On Monday, Hashem Abedi, the brother of the Manchester Arena’s bomber Salman Abedi, admitted for the first time his involvement in planning the 2017 attack, which killed 22 people.
Abedi, 23, made the admission in October, while in prison, as he was visited by two members of the public inquiry’s legal team, according to the Telegraph.
He had previously pleaded not guilty earlier this year to 22 counts of murder, attempted murder, and plotting to cause an explosion likely to endanger life. He did not give evidence at the Old Bailey but provided a prepared defence statement in which he denied involvement, claimed to have been “shocked” by what his brother had done, and said he did not hold extremist views.

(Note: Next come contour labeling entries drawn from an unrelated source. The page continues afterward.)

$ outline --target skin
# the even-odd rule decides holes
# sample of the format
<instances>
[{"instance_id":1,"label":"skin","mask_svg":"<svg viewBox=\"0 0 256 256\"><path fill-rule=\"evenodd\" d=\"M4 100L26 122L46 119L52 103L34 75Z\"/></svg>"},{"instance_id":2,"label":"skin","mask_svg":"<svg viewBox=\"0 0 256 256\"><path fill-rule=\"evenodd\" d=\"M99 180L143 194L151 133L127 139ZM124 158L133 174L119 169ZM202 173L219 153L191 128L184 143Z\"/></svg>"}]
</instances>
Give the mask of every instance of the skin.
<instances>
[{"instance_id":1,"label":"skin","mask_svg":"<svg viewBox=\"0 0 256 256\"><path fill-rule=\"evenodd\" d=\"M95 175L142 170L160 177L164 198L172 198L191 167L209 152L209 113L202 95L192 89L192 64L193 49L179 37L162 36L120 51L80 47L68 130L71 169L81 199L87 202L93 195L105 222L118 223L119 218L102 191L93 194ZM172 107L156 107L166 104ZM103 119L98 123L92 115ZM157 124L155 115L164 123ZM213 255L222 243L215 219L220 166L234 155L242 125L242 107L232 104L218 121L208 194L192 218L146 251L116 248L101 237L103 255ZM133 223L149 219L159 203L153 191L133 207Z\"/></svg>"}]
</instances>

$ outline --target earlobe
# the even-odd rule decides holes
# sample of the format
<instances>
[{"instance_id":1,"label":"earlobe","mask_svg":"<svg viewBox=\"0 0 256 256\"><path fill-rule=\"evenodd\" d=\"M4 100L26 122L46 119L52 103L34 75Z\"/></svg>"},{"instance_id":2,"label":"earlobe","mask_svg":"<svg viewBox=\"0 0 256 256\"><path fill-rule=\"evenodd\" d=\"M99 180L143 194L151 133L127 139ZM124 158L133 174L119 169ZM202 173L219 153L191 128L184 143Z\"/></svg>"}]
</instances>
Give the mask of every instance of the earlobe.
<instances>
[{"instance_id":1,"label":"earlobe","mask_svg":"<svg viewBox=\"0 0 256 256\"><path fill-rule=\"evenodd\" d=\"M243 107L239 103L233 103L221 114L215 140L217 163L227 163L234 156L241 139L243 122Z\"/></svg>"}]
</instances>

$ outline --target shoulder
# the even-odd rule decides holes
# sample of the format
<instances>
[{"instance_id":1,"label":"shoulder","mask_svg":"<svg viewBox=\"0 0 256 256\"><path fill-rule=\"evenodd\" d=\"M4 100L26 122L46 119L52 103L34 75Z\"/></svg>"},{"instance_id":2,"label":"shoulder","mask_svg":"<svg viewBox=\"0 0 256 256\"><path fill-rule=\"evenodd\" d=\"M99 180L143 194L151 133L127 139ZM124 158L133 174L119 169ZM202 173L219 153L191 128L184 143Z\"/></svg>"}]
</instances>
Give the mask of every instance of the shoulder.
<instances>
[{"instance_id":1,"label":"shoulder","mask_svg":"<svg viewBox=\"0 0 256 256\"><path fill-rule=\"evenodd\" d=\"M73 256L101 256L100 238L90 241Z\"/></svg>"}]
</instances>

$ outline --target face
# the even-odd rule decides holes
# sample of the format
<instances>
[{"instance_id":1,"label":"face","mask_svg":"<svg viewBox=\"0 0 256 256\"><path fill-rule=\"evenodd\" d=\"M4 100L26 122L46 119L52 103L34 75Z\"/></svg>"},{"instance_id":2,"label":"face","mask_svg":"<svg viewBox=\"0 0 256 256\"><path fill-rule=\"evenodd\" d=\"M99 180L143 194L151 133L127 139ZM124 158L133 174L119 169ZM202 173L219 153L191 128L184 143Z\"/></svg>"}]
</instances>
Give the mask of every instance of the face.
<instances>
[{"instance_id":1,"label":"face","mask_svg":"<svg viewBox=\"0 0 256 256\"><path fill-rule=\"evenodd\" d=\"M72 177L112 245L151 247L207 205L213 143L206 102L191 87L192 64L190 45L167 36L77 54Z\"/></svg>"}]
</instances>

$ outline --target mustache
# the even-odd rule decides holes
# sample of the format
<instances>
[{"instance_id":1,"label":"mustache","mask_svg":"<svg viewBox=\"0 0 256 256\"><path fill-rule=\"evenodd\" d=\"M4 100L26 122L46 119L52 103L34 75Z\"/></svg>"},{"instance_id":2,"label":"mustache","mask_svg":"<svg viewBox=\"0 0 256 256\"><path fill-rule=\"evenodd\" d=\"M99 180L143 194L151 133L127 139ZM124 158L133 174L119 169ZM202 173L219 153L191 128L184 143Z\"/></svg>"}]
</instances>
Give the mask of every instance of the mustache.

He went on to be convicted by a jury of all the offenses and was given 24 life sentences in August, with a minimum term of 55 years before being eligible for parole.
On 22 October, Abedi was interviewed in prison where he admitted he played “a full and knowing part”, the inquiry was told.
Abedi had been in Libya at the time of the attack but was suspected by the police of having played an integral part in the planning and preparation of the bombing. He was eventually extradited by the authorities in Tripoli, despite denying any knowledge or involvement in the attack. His admission was confirmed by Detective Chief Superintendent Simon Barraclough of the Greater Manchester Police, who was the senior investigating officer in the attack probe.
In a statement made to the police following his arrest, he insisted he had no involvement in his brother’s activities. He told officers, “During the last two years I have been held in Libya by a militia and subjected to torture. It has been a difficult time for me for a number of reasons.”